FIG. 19 shows a side view of a sliding mechanism 1900 adapted to couple the distal end 1816 of the flexible enclosure 1812 to the first and second bars 702 and 704. The sliding mechanism 1900 may include a hook beam 1902 with two hook ends 1904 and 1906 adapted to slideably couple to the first and second bars 702 and 704, respectively, along their longitudinal axes. The hook beam 1902 has one or more openings 1908 and 1910. The two openings 1908 and 1910 may be elongated along the longitudinal axis of the hook beam 1902. The sliding mechanism 1900 may also include a sliding beam 1912 adapted to couple the distal end 1816 of the flexible enclosure 1812 to the hook beam 1902. The sliding beam 1912 may have coupling elements 1914 and 1916 adapted to pass through the openings 1908 and 1910, respectively, and slide along the elongated openings 1908 and 1910. The coupling element may protrude from the sliding beam 1912 to slide along the corresponding elongated opening. The proximal end 1814 of the flexible enclosure 1812 may be coupled to the base plate 1304.
FIG. 20 shows a cross-sectional view of the sliding mechanism 1900 along the line 20. The sliding beam 1912 may have an “L” shape configuration with one or more coupling elements 2000 adapted to couple the sliding beam 1912 to the distal end 1816 of the flexible enclosure 1812. As such, the distal end 1816 of the flexible enclosure 1812 may be substantially free to slide along the longitudinal axis of the hook beam 1902 to reduce crimpling along the flexible enclosure 1812 as the monitor is tilted.
FIG. 21 shows the flexible enclosure 1812 in a tilted downward position. As the flexible enclosure. 1812 is moved from the upright position, as shown in FIG. 19, to the tilted downward position, as shown in FIG. 21, the natural tendency of the distal end 1816 of the flexible enclosure 1812 is to slide downward along the hook beam 1902, as indicated by the direction arrow 2100. As such, the coupling elements 1914 and 1916 slide downward along the elongated openings 1908 and 1910 to minimize the resistance by the flexible enclosure 1812 to tilt downward and to minimize the flexible enclosure 1812 from crimpling.

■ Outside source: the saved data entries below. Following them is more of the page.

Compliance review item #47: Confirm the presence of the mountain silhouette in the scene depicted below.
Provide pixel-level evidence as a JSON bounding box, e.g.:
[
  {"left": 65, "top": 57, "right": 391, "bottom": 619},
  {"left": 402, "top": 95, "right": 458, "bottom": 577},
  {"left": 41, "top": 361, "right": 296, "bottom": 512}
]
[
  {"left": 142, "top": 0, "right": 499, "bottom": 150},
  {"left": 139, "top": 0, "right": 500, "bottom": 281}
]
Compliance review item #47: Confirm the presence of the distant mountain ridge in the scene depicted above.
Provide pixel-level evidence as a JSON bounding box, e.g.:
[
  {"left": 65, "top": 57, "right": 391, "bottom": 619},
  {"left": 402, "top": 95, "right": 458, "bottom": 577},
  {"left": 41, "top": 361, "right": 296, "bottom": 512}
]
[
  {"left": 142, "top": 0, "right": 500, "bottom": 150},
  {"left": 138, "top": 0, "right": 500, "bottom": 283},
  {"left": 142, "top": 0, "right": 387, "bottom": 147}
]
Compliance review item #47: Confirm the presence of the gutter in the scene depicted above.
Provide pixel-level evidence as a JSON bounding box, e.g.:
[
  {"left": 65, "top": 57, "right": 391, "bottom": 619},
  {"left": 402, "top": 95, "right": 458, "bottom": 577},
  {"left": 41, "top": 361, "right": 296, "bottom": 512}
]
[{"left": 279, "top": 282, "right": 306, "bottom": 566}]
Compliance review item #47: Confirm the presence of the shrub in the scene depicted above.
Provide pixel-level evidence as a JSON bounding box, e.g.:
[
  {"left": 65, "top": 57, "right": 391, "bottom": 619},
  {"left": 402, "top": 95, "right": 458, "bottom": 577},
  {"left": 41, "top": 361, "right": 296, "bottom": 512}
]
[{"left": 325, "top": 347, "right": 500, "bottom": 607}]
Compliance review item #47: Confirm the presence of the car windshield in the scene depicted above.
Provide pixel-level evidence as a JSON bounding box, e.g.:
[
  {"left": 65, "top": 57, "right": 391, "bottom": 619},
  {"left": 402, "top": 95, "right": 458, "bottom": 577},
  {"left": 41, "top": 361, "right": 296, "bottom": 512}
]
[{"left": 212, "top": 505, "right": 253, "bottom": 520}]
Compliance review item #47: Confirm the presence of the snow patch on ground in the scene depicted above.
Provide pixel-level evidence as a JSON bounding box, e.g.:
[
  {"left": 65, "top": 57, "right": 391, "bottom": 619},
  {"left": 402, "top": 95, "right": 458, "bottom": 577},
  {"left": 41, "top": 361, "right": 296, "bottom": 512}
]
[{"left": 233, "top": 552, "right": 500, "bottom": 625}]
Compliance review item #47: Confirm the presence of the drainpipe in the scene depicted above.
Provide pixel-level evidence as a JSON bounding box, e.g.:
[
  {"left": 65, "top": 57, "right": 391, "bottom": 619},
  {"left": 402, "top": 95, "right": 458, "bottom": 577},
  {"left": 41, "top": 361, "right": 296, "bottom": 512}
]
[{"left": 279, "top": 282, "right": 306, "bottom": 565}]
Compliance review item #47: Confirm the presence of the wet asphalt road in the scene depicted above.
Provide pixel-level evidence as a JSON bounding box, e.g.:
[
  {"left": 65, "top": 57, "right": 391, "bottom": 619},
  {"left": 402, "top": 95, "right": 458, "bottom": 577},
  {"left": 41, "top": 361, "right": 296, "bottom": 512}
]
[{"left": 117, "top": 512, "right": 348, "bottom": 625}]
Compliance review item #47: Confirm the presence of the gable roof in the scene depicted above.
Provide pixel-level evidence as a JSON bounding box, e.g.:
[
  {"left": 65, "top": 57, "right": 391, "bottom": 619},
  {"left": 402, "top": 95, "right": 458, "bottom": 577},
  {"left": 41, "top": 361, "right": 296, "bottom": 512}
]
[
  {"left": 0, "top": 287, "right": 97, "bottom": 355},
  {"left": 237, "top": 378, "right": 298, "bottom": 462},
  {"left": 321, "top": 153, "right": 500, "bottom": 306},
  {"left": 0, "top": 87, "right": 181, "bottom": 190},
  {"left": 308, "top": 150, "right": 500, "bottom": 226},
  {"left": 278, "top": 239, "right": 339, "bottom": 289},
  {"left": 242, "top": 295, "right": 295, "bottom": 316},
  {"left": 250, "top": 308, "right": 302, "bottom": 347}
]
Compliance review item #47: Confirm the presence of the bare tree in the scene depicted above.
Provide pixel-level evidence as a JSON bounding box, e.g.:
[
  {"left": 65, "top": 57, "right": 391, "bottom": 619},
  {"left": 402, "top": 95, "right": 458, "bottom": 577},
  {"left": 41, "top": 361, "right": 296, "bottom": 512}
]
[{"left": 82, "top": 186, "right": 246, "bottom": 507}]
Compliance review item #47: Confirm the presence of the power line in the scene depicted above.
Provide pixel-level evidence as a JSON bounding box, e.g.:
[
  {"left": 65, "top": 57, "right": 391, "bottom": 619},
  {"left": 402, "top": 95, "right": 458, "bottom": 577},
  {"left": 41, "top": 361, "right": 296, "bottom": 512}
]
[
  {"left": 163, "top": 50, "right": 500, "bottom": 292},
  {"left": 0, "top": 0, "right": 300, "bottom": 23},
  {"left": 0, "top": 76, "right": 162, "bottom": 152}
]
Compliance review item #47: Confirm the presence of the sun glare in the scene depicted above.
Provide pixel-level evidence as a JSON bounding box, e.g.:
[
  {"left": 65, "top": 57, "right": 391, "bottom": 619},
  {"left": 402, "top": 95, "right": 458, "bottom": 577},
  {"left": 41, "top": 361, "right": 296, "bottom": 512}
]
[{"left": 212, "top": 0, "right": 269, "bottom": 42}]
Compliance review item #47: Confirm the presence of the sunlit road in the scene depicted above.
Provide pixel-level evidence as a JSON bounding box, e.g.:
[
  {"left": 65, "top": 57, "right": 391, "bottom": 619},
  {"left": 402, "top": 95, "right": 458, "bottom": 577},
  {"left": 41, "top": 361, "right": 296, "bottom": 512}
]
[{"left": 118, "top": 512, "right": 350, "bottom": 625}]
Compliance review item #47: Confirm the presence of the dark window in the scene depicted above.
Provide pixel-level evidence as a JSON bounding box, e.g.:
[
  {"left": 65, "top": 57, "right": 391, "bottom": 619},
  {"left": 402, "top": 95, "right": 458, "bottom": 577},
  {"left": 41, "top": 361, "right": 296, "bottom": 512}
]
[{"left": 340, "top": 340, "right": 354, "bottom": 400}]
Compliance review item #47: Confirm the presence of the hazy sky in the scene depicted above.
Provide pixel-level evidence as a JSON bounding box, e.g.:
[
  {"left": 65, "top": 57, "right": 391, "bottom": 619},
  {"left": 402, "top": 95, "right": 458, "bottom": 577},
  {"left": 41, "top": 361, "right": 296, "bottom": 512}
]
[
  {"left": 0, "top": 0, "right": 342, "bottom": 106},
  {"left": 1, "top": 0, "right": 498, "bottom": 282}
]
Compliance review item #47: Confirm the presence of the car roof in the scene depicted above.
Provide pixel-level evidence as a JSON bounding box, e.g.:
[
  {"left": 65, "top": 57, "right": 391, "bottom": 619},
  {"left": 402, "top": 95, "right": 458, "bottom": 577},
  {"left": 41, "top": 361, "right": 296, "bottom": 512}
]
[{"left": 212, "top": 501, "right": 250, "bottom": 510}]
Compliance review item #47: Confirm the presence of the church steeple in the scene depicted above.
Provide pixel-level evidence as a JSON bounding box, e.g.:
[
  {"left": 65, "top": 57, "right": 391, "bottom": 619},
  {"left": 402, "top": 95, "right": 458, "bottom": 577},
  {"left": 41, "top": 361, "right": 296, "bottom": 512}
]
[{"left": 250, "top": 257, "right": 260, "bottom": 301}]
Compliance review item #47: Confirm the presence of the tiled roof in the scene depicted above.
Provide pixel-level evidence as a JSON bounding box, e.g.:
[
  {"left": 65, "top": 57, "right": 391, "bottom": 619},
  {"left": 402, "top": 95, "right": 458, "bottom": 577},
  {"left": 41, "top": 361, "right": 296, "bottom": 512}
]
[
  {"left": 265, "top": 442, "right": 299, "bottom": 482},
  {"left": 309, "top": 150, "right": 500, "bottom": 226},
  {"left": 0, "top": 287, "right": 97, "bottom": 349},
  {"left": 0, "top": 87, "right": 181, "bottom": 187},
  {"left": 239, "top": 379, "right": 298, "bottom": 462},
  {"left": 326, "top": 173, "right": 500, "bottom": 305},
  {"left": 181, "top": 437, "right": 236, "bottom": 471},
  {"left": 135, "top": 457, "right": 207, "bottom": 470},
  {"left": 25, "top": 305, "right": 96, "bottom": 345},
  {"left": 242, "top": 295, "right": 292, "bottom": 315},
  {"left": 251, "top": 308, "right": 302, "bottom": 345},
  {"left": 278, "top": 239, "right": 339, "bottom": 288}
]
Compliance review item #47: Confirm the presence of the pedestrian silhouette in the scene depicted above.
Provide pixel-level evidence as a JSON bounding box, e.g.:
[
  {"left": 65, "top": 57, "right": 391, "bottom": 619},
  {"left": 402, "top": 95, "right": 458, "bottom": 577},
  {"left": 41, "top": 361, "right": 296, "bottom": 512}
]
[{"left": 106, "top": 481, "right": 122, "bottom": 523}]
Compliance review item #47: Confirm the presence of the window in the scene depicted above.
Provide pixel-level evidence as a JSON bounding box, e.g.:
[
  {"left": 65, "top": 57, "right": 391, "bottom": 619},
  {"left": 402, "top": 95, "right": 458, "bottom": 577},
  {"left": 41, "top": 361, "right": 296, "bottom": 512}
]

Conversely, FIG. 22 shows the distal end 1816 of the flexible enclosure 1812 sliding upwards, as indicated by the direction arrow 2200, along the elongated openings 1908 and 1910 as the flexible enclosure 1812 is tilted upwards.
FIG. 23 shows the sliding mechanism 1900 along the XZ-plane, where the hook ends 1904 and 1906 (not shown) may be used to couple the distal end 1816 of the flexible enclosure 1812 to the first bar 702 and the second bar 704 (not shown), respectively. FIG. 24 shows that as the motorized mount swivels the monitor to the right side, the hook ends 1904 and 1906 are able to slide along the first and second bars 702 and 704 to minimize the resistance by the flexible enclosure 1812 to the swivel movement and to minimize the flexible enclosure 1812 from crimpling.
While various embodiments of the invention have been described, it will be apparent to those of ordinary skill in the art that many more embodiments and implementations are possible within the scope of this invention. For instance, in reference to FIG. 1, additional actuators may be added to the base based plate 1304 to support heavier monitors if necessary. Accordingly, the invention is not to be restricted except in light of the attached claims and their equivalents.